In the Kitchen with Sigona’s: Mini Brie and Gala Apple Bake
Courtesy of Melissa Liton, a one-time Bay Area resident and self-described foodie. She lives in Seattle now, but remembers Sigona’s fondly, telling us how much she loved to shop here when she worked in San Carlos. The Rouge et Noir Triple Creme Brie disks are perfect for these mini bakes!
- 1 disk of Rouge et Noir Triple Crème Brie (no need to remove the rind)
- 1 sheet puff pastry
- 1/4 – 1/2 Gala apple peeled, cored and diced
- 2 tsp. butter
- 2 tsp. brown sugar
- 1/8 tsp. cinnamon
- 1 egg, lightly beaten
Directions: Bring one sheet of puff pastry to room temperature and place on a foil lined cookie sheet (be careful not to leave it out too long, as the butter in the pastry will melt and won’t puff when baked). Slice the brie horizontally so there are two halves and place the bottom half on the puff pastry sheet. In a sauté pan, melt the butter and add apples; sauté for about 4 minutes and then add the brown sugar and cinnamon. Stir the mixture until the sugar has dissolved.
Pour the apple mixture on top of the bottom half of the brie and then place top half of brie on top of apple mixture.
Take the corners of the puff pastry and wrap them up over the brie (you may need to trim off extra so it closes neatly over the wedge).

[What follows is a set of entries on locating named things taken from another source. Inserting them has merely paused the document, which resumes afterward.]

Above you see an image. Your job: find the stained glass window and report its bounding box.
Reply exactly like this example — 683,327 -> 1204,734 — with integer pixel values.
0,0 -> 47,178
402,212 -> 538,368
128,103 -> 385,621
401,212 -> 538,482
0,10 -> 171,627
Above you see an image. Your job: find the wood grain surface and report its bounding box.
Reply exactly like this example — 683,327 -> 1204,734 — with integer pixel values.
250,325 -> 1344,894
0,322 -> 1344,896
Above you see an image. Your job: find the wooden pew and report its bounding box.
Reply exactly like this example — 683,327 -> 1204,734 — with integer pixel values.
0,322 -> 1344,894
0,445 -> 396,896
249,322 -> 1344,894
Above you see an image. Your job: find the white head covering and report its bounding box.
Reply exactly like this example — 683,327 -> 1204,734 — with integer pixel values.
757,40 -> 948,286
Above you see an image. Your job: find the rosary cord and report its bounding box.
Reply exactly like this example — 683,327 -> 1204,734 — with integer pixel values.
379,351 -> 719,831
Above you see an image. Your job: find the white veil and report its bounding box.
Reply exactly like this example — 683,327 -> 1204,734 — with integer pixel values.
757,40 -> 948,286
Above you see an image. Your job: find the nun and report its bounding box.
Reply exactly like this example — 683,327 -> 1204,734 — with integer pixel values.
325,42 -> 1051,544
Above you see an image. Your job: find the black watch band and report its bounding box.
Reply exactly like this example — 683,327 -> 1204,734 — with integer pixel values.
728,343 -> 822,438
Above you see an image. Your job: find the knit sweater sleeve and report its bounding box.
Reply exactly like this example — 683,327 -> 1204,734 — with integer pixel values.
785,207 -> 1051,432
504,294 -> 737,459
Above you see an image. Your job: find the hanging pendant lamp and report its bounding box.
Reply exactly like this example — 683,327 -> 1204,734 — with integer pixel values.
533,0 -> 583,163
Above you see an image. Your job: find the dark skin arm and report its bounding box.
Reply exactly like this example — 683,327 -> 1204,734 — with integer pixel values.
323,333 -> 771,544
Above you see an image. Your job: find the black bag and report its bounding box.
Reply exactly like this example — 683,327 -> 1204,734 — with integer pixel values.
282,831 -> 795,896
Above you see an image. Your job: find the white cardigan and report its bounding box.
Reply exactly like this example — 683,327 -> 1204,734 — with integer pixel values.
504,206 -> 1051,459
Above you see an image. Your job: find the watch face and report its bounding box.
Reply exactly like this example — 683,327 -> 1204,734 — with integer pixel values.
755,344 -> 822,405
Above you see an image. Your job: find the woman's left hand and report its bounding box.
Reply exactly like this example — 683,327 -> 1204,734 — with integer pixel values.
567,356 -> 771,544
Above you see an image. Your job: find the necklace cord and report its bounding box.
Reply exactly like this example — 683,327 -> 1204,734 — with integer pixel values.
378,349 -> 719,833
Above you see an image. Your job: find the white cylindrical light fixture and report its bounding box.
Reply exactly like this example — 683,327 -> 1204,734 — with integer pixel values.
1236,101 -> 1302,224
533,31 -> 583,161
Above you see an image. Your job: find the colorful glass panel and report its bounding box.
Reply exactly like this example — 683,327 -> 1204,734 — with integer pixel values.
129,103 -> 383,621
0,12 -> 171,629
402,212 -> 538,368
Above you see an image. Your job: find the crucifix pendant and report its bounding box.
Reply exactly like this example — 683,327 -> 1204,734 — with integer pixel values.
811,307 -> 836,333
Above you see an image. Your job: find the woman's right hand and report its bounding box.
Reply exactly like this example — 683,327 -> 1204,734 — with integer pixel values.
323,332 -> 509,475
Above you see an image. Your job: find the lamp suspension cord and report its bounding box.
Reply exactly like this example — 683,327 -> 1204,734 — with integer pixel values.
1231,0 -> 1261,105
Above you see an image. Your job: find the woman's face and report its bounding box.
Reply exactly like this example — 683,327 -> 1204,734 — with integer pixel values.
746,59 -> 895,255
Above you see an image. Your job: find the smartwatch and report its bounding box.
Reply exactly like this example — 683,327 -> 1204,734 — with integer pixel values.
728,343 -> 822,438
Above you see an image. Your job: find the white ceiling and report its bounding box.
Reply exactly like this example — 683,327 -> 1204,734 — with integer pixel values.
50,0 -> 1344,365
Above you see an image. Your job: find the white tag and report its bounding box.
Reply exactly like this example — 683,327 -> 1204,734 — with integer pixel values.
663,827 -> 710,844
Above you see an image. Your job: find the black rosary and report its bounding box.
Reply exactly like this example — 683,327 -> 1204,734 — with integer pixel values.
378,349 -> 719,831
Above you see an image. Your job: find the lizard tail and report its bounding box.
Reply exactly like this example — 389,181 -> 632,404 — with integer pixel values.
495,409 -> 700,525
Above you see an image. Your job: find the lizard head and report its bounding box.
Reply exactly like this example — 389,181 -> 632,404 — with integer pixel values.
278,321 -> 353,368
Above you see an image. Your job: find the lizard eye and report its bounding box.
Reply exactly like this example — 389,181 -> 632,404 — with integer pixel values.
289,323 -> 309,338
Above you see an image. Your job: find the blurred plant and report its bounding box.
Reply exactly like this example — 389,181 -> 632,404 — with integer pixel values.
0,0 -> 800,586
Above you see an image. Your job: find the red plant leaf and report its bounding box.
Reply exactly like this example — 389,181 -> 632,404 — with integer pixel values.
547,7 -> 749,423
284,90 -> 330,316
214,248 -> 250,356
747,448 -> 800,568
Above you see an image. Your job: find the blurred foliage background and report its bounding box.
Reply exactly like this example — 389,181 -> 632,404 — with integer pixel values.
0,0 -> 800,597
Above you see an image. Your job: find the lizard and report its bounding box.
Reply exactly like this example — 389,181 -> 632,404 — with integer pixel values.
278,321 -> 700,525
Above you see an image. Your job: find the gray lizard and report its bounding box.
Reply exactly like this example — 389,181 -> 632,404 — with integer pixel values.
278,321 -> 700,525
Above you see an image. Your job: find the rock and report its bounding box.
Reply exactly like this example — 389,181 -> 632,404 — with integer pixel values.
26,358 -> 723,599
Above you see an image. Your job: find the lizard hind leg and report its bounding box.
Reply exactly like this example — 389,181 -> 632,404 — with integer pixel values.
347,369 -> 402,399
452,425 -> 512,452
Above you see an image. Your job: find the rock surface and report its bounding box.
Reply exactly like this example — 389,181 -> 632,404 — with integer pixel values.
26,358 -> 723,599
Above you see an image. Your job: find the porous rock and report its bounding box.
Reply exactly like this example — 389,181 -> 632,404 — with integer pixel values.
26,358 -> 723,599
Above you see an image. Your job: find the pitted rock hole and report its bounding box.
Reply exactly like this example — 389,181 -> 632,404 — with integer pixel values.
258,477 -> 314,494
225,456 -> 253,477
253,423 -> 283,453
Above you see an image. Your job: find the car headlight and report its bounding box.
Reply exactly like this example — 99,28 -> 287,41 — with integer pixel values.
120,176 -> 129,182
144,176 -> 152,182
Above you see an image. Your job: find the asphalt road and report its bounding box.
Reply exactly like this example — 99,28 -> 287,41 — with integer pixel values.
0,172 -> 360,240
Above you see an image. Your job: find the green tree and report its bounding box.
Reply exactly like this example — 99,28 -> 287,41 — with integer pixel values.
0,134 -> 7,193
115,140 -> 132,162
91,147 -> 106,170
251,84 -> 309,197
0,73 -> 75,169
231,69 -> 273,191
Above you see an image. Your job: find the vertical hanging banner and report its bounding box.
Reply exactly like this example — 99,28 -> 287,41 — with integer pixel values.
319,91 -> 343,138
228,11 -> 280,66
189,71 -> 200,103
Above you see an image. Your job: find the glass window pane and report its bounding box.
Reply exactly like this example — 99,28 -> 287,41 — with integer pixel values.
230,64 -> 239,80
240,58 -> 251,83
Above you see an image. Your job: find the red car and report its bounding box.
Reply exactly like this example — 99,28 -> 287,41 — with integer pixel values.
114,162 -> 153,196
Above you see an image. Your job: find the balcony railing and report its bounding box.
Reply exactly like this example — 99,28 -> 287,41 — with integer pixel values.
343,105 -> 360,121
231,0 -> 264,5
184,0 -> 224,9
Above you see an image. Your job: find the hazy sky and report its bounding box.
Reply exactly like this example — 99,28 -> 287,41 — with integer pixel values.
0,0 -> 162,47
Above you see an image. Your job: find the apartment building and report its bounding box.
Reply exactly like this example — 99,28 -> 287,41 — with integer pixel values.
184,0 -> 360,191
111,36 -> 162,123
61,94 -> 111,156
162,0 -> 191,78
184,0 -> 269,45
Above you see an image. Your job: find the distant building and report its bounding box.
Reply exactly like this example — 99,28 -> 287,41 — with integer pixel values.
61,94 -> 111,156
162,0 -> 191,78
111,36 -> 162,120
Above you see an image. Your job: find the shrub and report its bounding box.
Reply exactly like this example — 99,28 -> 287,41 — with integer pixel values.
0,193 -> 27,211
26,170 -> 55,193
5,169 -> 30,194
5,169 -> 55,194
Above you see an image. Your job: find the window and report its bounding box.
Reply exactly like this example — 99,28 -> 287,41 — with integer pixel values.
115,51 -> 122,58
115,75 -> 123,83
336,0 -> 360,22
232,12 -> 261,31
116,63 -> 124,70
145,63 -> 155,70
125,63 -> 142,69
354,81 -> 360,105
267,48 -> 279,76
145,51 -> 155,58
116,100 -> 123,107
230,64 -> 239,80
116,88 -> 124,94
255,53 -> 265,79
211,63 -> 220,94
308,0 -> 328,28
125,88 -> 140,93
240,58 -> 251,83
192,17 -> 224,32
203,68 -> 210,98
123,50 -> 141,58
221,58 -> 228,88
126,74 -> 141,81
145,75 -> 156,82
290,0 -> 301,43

Brush the lightly beaten egg over the puff pastry to give it a golden shine. This will also help hold the four corners of pastry together.
Bake in 350° oven for about 20 minutes or until golden brown. Serve with crackers or apple slices.
Cook’s notes: you can make this recipe with just about any type of fruit, but we chose Galas as they’re on sale now. This also works well with a large Brie round. Just increase your ingredients accordingly. We chose the disk as you it’s on sale now for $3.99, reg. $10.99 ea.